5th Circuit blocks Texas voter ID law as violation of the Voting Rights Act
The New Orleans-based 5th U.S. Circuit Court of Appeals has again struck down Texas’s controversial voter ID law, according to the Dallas Morning News.
The en banc ruling affirms a panel ruling issued in August of 2015, which found the law disproportionately harms Latino and African American Texans’ ability to vote. That violates Section 2 of the federal Voting Rights Act, which forbids practices that result in denying equal voting opportunities, even if they don’t expressly discriminate.
Though the intent of the law was not expressly discriminatory, the full 5th Circuit noted that “neutral reasons can and do mask racial intent.” In this case, wrote Judge Catharina Haynes (PDF), the record shows that the proponents of Texas’s SB 14 were aware of the likely disparate impact of the bill and that the bill was only tenuously connected to voter fraud.
“One might expect that when the Legislature places a bill on an expedited schedule and subjects it to such an extraordinary degree of procedural irregularities, as was the case with SB 14, such a bill would address a problem of great magnitude,” Haynes wrote for the majority. “But the evidence before the Legislature was that in-person voting… yielded only two convictions… out of 20 million votes cast in the decade leading up to SB 14’s passage.”
The decision in Veasey v. Abbott upholds a Corpus Christi trial court’s decision that SB 14 violates the Voting Rights Act, but rejects its finding that the law constitutes a poll tax. It also vacates the trial court’s finding that the law violates the First and Fourteenth Amendments, since it didn’t reach those issues. That trial court is ordered to find a remedy that eliminates the violations of the Voting Rights Act but disrupts voting in the November election as little as possible.
The case was a controversial one within the 5th Circuit, with one concurrence and three partial dissents. The dissent by Judge Edith Jones, joined by four others, said the requirement to show a photo ID is reasonable and that the majority, by ascribing unspoken racial motivations to the law, “fans the flames of perniciously irresponsible racial name-calling.”

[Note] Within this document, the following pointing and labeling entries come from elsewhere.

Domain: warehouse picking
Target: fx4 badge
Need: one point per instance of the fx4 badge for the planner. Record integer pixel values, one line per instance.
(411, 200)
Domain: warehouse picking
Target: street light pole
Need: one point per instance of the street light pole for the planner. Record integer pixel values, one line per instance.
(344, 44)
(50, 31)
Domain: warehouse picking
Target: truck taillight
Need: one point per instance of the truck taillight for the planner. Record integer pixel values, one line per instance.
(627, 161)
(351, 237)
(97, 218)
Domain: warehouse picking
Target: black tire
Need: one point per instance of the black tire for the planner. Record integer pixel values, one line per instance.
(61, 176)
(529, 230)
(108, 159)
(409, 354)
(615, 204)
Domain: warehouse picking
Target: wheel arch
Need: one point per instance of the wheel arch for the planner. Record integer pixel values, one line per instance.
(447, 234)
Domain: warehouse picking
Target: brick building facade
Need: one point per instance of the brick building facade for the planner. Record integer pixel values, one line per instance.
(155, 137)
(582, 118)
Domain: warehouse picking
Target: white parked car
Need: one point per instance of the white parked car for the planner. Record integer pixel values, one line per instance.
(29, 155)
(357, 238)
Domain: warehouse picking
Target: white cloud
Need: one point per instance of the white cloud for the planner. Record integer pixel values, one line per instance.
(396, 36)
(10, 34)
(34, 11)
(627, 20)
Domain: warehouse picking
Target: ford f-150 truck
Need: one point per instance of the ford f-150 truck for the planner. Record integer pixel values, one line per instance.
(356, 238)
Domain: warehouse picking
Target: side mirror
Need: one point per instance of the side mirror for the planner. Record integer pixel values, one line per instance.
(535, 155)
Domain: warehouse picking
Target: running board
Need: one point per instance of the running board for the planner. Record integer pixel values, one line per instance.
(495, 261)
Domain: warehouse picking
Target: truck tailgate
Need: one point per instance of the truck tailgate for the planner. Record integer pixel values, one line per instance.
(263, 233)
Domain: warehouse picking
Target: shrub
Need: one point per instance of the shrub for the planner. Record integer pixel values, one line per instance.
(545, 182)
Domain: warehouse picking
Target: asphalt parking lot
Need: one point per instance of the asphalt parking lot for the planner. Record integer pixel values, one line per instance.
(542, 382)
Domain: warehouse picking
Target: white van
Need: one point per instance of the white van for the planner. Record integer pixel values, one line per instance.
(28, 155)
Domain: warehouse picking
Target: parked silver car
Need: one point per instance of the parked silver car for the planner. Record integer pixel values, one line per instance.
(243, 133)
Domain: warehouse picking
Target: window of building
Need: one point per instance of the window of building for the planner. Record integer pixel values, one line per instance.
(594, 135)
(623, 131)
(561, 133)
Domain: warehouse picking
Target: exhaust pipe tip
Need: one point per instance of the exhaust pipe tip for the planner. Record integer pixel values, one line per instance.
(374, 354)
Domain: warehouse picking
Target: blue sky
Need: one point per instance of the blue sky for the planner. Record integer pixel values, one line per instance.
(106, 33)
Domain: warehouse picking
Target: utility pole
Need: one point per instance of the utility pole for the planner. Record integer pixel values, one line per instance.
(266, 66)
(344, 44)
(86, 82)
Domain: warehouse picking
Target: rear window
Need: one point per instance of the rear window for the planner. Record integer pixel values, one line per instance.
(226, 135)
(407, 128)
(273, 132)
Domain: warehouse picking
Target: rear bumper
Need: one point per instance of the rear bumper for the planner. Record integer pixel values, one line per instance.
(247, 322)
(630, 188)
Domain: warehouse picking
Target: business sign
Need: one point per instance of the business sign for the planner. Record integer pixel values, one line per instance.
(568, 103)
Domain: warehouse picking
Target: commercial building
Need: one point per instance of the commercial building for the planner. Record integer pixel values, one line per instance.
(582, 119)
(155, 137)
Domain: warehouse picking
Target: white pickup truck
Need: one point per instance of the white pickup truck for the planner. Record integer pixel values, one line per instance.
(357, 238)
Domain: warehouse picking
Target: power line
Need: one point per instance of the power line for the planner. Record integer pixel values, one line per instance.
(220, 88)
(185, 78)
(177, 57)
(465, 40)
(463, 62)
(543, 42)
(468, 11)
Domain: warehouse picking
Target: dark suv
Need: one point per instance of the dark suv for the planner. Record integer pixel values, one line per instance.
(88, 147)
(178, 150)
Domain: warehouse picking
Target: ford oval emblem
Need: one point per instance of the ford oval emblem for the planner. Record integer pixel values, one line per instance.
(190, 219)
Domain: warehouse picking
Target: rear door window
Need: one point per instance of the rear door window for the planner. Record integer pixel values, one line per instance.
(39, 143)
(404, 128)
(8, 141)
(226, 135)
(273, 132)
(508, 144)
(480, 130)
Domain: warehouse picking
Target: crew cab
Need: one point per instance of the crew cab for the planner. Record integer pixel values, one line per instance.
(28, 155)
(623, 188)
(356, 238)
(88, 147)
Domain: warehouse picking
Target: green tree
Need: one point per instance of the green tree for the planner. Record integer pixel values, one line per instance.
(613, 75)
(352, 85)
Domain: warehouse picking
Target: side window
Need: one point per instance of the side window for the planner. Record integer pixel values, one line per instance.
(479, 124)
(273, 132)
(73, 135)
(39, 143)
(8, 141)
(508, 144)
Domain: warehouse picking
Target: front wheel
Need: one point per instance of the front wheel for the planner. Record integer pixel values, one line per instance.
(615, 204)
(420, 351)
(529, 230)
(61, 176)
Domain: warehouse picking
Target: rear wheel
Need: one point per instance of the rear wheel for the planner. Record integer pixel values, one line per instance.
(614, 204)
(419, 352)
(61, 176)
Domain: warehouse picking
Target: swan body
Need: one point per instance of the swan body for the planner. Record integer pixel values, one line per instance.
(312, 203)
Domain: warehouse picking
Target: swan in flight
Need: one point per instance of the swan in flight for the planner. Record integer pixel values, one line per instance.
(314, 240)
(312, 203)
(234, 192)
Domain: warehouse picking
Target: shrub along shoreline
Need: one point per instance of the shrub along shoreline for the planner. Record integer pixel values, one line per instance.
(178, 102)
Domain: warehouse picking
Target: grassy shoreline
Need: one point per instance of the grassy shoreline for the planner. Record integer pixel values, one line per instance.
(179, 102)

“No one doubts our unwavering duty to enforce antidiscrimination law,” Jones wrote. “But in this media-driven and hyperbolic era, the discharge of that duty requires the courage to distinguish between invidious motivation and shadows.”
Veasey took a convoluted route through the lower courts. SB 14 was originally enacted in 2011, but lost a challenge by the Brennan Center for Justice, among others, under Section 5 of the Voting Rights Act. When the U.S. Supreme Court struck down that section of the Act in 2013’s Shelby County v. Holder, Texas implemented its law and opponents challenged it under Section 2 instead.
In October of 2014, District Judge Nelva Gonzalez Ramos struck down SB 14, although the 5th Circuit quickly stayed enforcement, and the U.S. Supreme Court upheld that. In the summer of 2015, a three-judge panel of the 5th Circuit affirmed Ramos’s decision as to Section 2. The state of Texas asked for en banc review, resulting in Wednesday’s decision.